In a lengthy blog post, the lawyer responded to Mr Johnson’s recent high-profile announcement of a review of sentencing policy, investment of £2.5 billion in the construction of new prisons, and plans to strengthen stop-and-search powers.
The barrister said the additional funding for prisons and prosecutors will not reverse a decade of “chronic underfunding”.
The Crown Prosecution Service (CPS), which has been promised an additional £85 million over the next two years, has lost £250 million in real terms since 2009/10, as well as a quarter of its staff and a third of its lawyers, the barrister wrote.
However, the lawyer reserved particular ire for Mr Johnson’s “trademark opportunism and dearth of intellectual rigour”, arguing that the prime minister had “lied and lied and lied” about the impact of policing and prisons on crime rates.

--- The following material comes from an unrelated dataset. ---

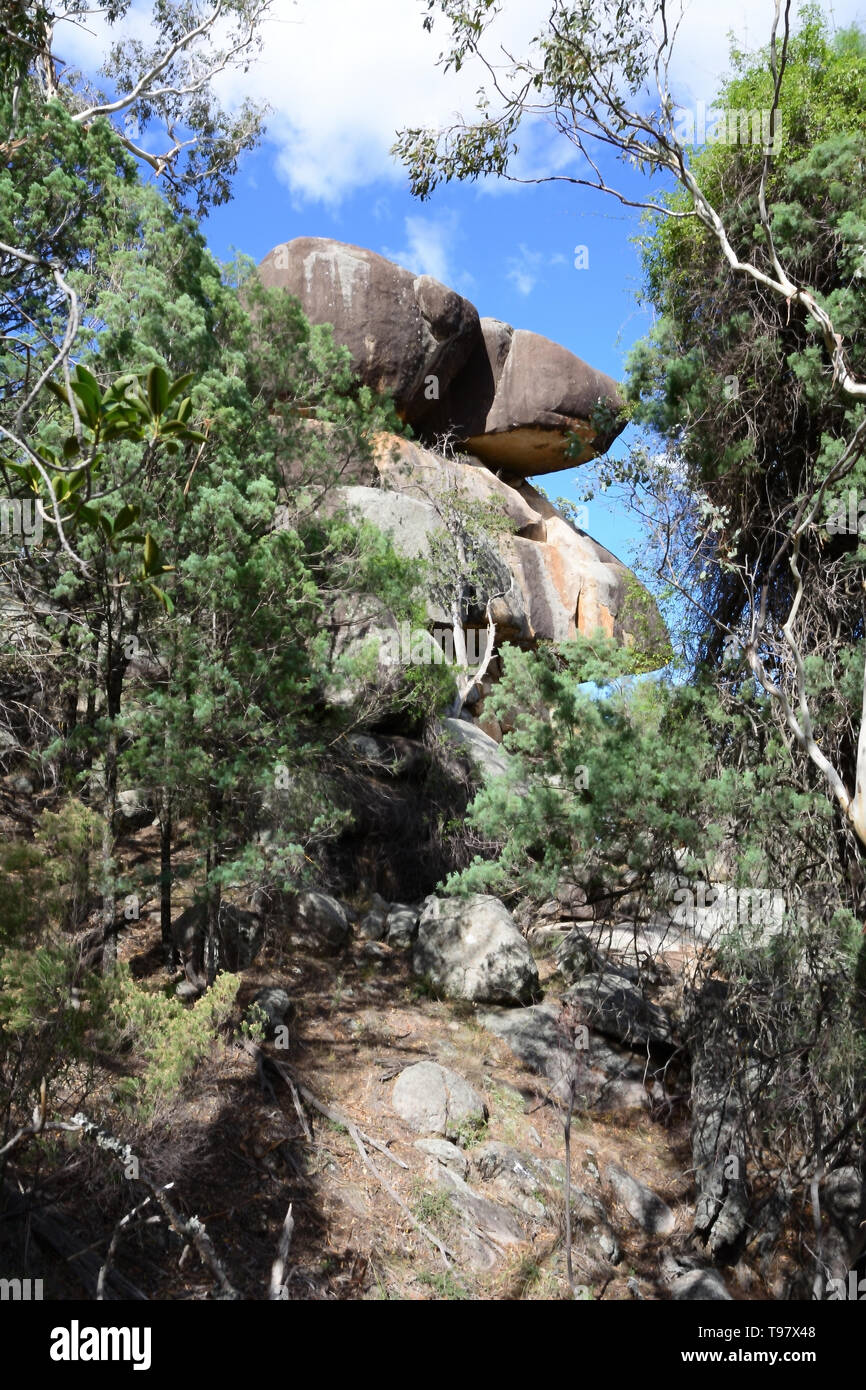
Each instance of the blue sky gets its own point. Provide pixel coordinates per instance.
(510, 253)
(341, 77)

The barrister wrote: “We already have the highest incarceration rate in Western Europe. Prison sentences have on average got longer year-on-year. We have more prisoners detained on indefinite and life sentences than all the other countries in the Council of Europe.
“The notion that our courts routinely hand out ‘soft sentences’ is simply not true. When we do see ‘soft justice’ stories in the headlines, they will either be an aberration, usually corrected on appeal, or they will be the product of inaccurate or dishonest reporting, removing context or omitting facts.”
They added: “He is lying so that he can turn the volume up to 11 on his remix of ‘Prison Works’ to ensure the oldies at the back of the conference hall can hear in the run-up to the inevitable autumn general election. And while Mr Johnson is lying to you, the rest of the criminal justice system rots.”